Someone wanted to know what I meant.

“He couldn’t be sure who he’d get. Maybe someone else would arrive from outside. Maybe someone other than Orris would be the first to leave. The more I think about it, the more I’m inclined to believe that the damage he did to the bridge wasn’t designed to kill anybody.”

“Then what was the point of it?”

“To prevent anyone from crossing the bridge. To keep us all here, and keep the rest of the world on the other side of Cuttlebone Creek.”

The colonel was nodding in understanding. “A bridge too far,” he said thoughtfully. “He sabotaged the bridge-when would you say, Rhodenbarr? Before or after he struck down Rathburn?”

“I don’t know.”

“Hard to say until we know who he is and why he did it, eh? But if he just wanted the bridge out, why stop at cutting the ropes halfway through? Why not make a good job of it and drop the bridge into the gorge in one shot?”

“He may have been concerned about how much noise it might make when it fell,” I said. “And worried that someone within earshot might catch him in the act. From what I saw of the rope ends, he didn’t leave a great deal uncut. He may have expected the bridge to fall by itself in a couple of hours, from the weight of the snow that was continuing to fall. If that had happened, Orris would still be with us.”

That last observation tore at the heart of Earlene Cobbett. The poor thing cried out and clutched her hand to her bosom, a task to which one hand was barely equal. The other hand, though, held a tray containing two glasses of sherry, and it wasn’t equal to the task, either; the tray tilted, the glasses tipped, and the sherry wound up spilling onto Gordon Wolpert.

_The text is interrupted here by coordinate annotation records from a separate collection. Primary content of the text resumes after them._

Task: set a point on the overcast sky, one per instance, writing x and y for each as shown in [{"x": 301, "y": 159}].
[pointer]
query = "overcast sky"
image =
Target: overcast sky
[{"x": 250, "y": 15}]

“A little while ago,” I said, “Orris fired up the snowblower. It didn’t start right away, but once he got it running he managed to clear a path ten or twelve feet long. I heard him trying to get it started, though I didn’t pay much attention. I heard it a lot more clearly when it cut out.”

“It made an awful sound,” Miss Dinmont recalled. “As though everything inside was being ground up.”

I turned to ask Nigel if that had ever happened before. He said it seemed to him that the snowblower, while occasionally difficult to start in cold weather (and of no use whatsoever in warm weather), had in all other respects performed perfectly the entire winter.

“Here’s what I think,” I said. “My guess is it was deliberately sabotaged. I don’t know if anyone else noticed, but when we all rushed out of the house there was a faint smell in the air.”

“Gasoline,” Millicent Savage said. “From when Orris was running the snowblower.”

“I noticed it while we were working on the snowman,” her father confirmed. “What about it?”

“There was more to the smell than gasoline.”

He thought about it. “You’re right,” he said. “There was another element to the odor, but I can’t tell you what it was.” And his nose wrinkled, as if to pursue the scent through the corridors of memory. “Millicent,” he asked his daughter, “what was the smell like?”

“When I had the toy stove,” she said. “With the light bulb for heat? And you could bake your own cookies?”

“Not very good cookies,” he remembered.

“Not like Mummy’s,” she said, winning a smile from Leona. “But they weren’t as bad as when I tried to make candy. That’s what it smelled like.”